Asian airlines flying back to KLIA


  • Nation
  • Tuesday, 21 Oct 2003

SEPANG: Asian airlines are making a beeline to the KL International Airport, with the Philippine Airlines being the latest to come back. 

The airline is the 42nd airline to operate from and make the KLIA its regional hub. 

Two others – Royal Brunei Airlines and Air Mauritius – have decided to increase their flights to Malaysia. 

Traffic has also started to come back to the level before the Severe Acute Respiratory Syndrome (SARS) struck the travelling industry, giving hopes that the passenger traffic at KLIA will still grow by 4% this year.  

Transport Minister Datuk Chan Kong Choy said the Philippines carrier would start flying to KLIA from Manila from Sunday, with four weekly flights using a Boeing 737 aircraft. 

He said Royal Brunei would now fly twice weekly from Bandar Seri Begawan while Air Mauritius has bumped up its twice-weekly flights to thrice weekly. Both airlines will increase their flights by the end of the year. 

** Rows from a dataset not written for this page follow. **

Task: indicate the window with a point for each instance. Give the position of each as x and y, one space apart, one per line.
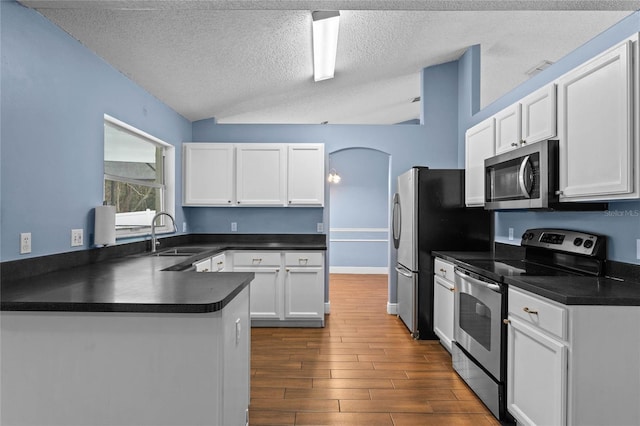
138 178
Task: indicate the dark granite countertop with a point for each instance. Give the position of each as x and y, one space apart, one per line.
138 283
568 290
579 290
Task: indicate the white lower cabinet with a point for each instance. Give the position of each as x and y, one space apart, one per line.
443 302
288 288
572 364
304 286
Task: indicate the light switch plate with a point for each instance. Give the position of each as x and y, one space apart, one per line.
77 237
25 242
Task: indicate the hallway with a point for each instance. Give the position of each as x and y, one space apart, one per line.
363 368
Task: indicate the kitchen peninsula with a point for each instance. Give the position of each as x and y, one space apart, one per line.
139 339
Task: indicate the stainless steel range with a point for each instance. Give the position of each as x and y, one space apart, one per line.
479 352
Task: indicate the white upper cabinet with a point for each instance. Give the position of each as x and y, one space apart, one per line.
261 174
479 142
219 174
508 135
598 146
538 114
305 177
208 174
529 120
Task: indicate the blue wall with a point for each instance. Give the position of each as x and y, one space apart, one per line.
55 92
622 221
54 95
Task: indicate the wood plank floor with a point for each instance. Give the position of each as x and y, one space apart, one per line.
363 368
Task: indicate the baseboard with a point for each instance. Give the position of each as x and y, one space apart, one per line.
392 308
358 270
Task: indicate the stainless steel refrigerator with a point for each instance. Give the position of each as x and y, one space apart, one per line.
429 214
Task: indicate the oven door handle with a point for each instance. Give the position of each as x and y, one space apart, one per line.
490 286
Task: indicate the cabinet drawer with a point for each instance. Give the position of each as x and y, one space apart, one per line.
255 258
534 310
303 259
443 268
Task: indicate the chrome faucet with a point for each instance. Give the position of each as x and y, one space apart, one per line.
154 243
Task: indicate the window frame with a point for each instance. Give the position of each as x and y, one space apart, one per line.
168 196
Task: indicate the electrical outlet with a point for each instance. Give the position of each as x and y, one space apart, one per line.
77 237
25 242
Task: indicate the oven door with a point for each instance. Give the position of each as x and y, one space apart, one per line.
477 321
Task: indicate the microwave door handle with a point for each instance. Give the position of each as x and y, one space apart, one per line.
524 166
490 286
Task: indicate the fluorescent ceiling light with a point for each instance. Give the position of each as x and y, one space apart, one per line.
325 43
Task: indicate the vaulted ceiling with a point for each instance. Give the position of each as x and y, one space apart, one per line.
250 61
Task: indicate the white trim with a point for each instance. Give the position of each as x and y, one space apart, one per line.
358 270
392 308
132 129
358 229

Speaking to reporters after launching the New Route Asia seminar at the Pan Pacific Hotel here, Chan said these additional flights and airlines opera- 

ting out of KLIA would help to  

increase the number of passengers handled by the airport. 

The seminar gathered some 135 delegates from various airlines, airports and other travel industry players for a three-day conference beginning yesterday. 

This is the first time such a seminar is held in Asia, with Asian destinations in mind. 

Malaysia Airports Holdings Bhd was given the contract to organise the seminar for the next two years. 

Chan said arrivals at KLIA up till end of last month numbered some 12.49 million passengers, a reduction of 3.6% compared to last year. 

“This was despite crises like the Severe Acute Respiratory Syndrome and the Iraqi war, which badly affected travel between April and July. 

“With traffic coming back to pre-SARS level in August, we are confident the last quarter will mark up the figure and we expect a growth of 4% in passenger traffic,” he said. 

Chan said China and India were likely to be the catalysts for the region’s intra-Asia air transport growth, due to the two countries' large population. 

“China alone has forecast 10% annual air passenger growth until the year 2020, which will significantly contribute to the development of the air travel potential of this region,” he said. 

Chan said he had recently travelled to Shanghai for talks with a few regional airlines on the possibility of flying to KLIA. 

“We are also in ongoing discussions with many of the major airlines in Europe, to ask them to use KLIA as their Asian hub,” he said. 

To a question whether budget airline Air Asia was facing problems with Singaporean authorities on the operation of its feeder buses from Senai Airport in Johor to the republic, Chan said: 

“I will be meeting officials from Air Asia to talk to them and understand the actual problems they are facing. 

“And if need be, the Government will come in to assist them.”